Separate Paper Calendar – I would create a plan for the quarter, or if I was really ambitious the year, but then the loose paper would get misplaced or sucked into my pile of “inevitable clutter”. This is the place that all items that have a pending decision to be made live in limbo until the pile gets out of hand and you go through it recycling at least half and wondering to yourself why you saved it in the first place. Fail.
Individual Event Planning – I then threw caution to the wind and decided that a marketing calendar just wasn’t for me. I would work on marketing projects when they came up and not plan them out in advance. Any guesses on how that worked? Big. Fat. FAIL. I realized this was not sustainable when it was December 21st and I never did any Christmas Card marketing nor marketing to the previous years clients about purchasing additional prints as gifts….let alone any marketing that was any more complex!
The Digital Age – I created a marketing calendar on Evernote. This was better, but I tend to use Evernote as a place to store digital stuff and not as a stop on my workflow. It works as the perfect place to store goals, brainstorming, random tutorials or blog posts that I want to read, notes from conferences, etc. I just didn’t go into Evernote as often as was necessary to make it a sustainable marketing calendar. Fail.
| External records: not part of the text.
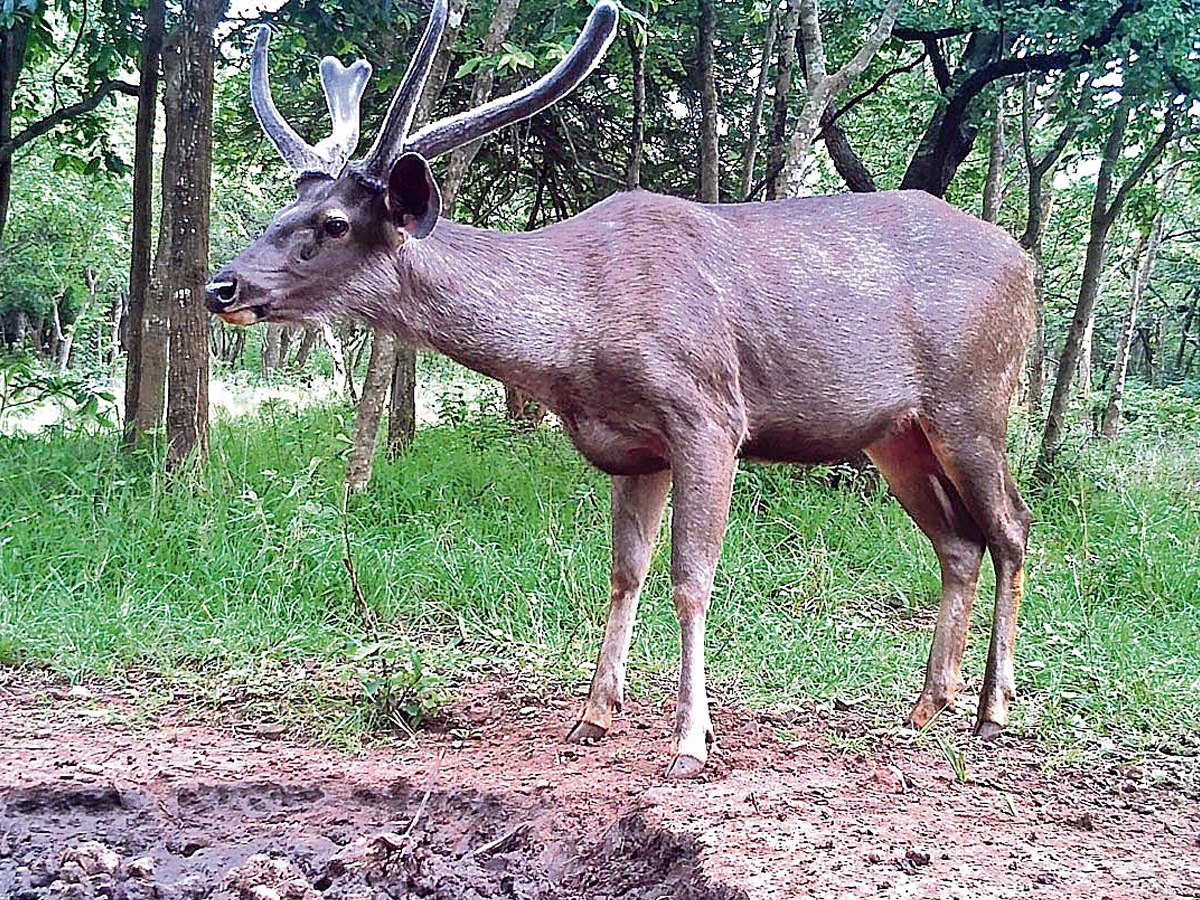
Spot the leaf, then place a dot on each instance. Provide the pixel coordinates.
(467, 67)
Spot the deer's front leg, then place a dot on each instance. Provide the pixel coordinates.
(703, 481)
(637, 503)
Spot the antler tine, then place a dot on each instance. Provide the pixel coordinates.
(561, 81)
(299, 154)
(399, 120)
(343, 91)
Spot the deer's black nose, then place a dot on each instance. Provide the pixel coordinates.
(220, 293)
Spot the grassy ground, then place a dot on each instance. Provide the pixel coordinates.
(484, 551)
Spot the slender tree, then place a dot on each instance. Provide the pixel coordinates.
(1107, 207)
(1039, 203)
(750, 154)
(706, 75)
(823, 88)
(143, 211)
(1141, 269)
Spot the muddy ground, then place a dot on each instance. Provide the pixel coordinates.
(95, 801)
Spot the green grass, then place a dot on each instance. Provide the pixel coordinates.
(487, 551)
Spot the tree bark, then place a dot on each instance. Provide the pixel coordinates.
(997, 154)
(273, 348)
(370, 412)
(636, 43)
(822, 87)
(750, 154)
(1104, 214)
(187, 101)
(709, 149)
(13, 45)
(948, 138)
(439, 69)
(1143, 268)
(1041, 203)
(481, 89)
(143, 215)
(783, 93)
(402, 415)
(845, 160)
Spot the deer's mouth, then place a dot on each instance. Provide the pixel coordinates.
(244, 316)
(240, 317)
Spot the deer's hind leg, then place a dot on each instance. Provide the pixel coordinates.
(637, 503)
(923, 487)
(977, 466)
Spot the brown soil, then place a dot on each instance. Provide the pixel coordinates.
(496, 805)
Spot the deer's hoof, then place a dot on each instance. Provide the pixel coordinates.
(585, 733)
(988, 730)
(684, 766)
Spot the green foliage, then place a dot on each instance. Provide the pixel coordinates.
(25, 385)
(390, 684)
(485, 552)
(1170, 412)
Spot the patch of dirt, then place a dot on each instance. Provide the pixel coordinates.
(496, 805)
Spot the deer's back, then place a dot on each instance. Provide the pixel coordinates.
(823, 319)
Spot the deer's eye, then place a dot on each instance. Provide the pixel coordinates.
(336, 227)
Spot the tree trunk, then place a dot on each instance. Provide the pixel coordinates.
(1084, 370)
(402, 418)
(1185, 330)
(750, 154)
(994, 183)
(187, 101)
(845, 160)
(636, 43)
(783, 93)
(143, 219)
(1036, 221)
(948, 141)
(439, 69)
(342, 375)
(481, 89)
(822, 87)
(389, 357)
(271, 351)
(13, 43)
(709, 150)
(370, 412)
(1143, 268)
(1104, 214)
(304, 348)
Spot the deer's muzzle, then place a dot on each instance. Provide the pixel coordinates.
(221, 294)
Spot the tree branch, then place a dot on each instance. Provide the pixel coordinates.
(877, 84)
(84, 106)
(1140, 169)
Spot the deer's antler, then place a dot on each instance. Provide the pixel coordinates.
(343, 91)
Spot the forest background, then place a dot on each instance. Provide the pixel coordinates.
(293, 547)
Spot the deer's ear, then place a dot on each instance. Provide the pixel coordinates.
(414, 201)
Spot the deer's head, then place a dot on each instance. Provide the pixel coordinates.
(349, 219)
Details on how I worked on creating this version of the marketing calendar can be found here.
Trello – Cue the angels singing. By George, I think I’ve found it!
What is Trello? In a nutshell, it is a collaboration tool that organizes your projects into boards. However, it is so much more powerful then that suggests. If you aren’t familiar with Trello, take a few minutes to go on a tour.
Pretty sweet right? Did you notice that it’s free? Even better.
First, I created a Marketing Calendar Board. Within that board I created a list for each month of the year. On each list I created a card with a different marketing event. On each card you can add information to the back in the form of links, lists, contacts, due dates, etc. It’s all self contained and if you want to move an event from February to April you just pick it up and move it to that month.
If you have an idea for a marketing event but aren’t sure where to put it, create another list for “to be scheduled” and keep the overflow ideas there.
I have also created an email marketing calendar board in the same format. This is a great place to remind me to send fall booking information out by August 1st. Offer digital files to clients from 2 years prior in March. Advertise for dog days of summer minis in June. It’s just such a simple way to keep an updated marketing calendar…dare I say that it’s actually fun!
Trello is also an excellent way to break down a large project and manage all of the smaller pieces. Are you updating your website? Create an update website board. Create a to do, in progress, and done list. Create a card in the to do list for each small action item, such as update pricing page, update about me page, check links, etc… As you accomplish each task move it over into the done column.
This works incredibly well for managing events. For instance, I hold a charitable mini-session event each year and I have created a Trello board for it. I have a card for each action item….4 weeks open registration, 6 weeks press release, blog post, e-blast, etc…
Remember, a marketing plan is only effective when it is put into action. I think that Winston Churchill said it best, “I never worry about action, but only inaction”.